Yeah, I agree that using test-suite for evaluation is dangerous in that it is a very biased collection of code. I wouldn't be surprised if most of the optimizations I implemented have zero hits on test-suite, because they are targeted at a different frontend :) What test-suite mainly tells us is that there exists some large category of code for which an optimization is //not// relevant. It doesn't tell use whether there exists some other large category where it //is//.

I do like your framing in terms of this being an "interesting class" of loops, and agree that they are worth optimizing -- the question is mostly just how hard we should try :)

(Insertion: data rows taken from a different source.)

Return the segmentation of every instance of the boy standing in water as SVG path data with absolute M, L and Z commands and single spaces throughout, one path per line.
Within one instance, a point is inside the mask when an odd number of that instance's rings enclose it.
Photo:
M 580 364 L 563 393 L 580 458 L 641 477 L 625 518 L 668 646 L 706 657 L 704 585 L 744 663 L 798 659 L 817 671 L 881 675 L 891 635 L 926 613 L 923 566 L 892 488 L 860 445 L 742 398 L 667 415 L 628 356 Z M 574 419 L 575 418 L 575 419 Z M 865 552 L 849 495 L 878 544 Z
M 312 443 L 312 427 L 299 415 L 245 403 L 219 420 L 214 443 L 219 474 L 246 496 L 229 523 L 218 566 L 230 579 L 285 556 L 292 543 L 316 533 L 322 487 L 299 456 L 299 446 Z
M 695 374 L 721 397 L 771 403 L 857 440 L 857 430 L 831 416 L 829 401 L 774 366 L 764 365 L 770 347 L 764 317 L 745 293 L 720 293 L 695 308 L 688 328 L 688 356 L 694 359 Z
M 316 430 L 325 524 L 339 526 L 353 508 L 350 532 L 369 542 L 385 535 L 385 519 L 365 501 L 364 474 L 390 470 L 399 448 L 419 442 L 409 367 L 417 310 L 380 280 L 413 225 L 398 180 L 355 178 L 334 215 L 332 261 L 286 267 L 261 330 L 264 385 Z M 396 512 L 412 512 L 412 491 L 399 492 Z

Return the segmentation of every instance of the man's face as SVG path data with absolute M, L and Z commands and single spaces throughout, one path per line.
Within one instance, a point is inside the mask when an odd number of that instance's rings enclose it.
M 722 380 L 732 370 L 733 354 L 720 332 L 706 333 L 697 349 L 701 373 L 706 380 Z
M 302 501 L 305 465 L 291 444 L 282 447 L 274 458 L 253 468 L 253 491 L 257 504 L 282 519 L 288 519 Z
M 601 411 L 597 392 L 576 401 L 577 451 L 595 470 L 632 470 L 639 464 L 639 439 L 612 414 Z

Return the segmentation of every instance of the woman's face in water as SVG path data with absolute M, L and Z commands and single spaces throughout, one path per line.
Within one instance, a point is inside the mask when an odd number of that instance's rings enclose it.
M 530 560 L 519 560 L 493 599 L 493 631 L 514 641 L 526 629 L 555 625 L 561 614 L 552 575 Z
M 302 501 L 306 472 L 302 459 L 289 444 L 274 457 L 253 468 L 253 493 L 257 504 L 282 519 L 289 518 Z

In any case, I don't want to block this patch. If you think this the right way to approach the problem, I'm fine with it going in as-is.



================
Comment at: llvm/lib/Transforms/Scalar/LoopDeletion.cpp:146
+static const SCEV *
+getSCEVOnFirstIteration(Value *V, Loop *L, ScalarEvolution &SE,
+                        DenseMap<Value *, const SCEV *> &FirstIterSCEV) {
----------------
Legit clang-tidy warning: If you have a long chain of adds, this is going to blow the stack. Should probably use worklist?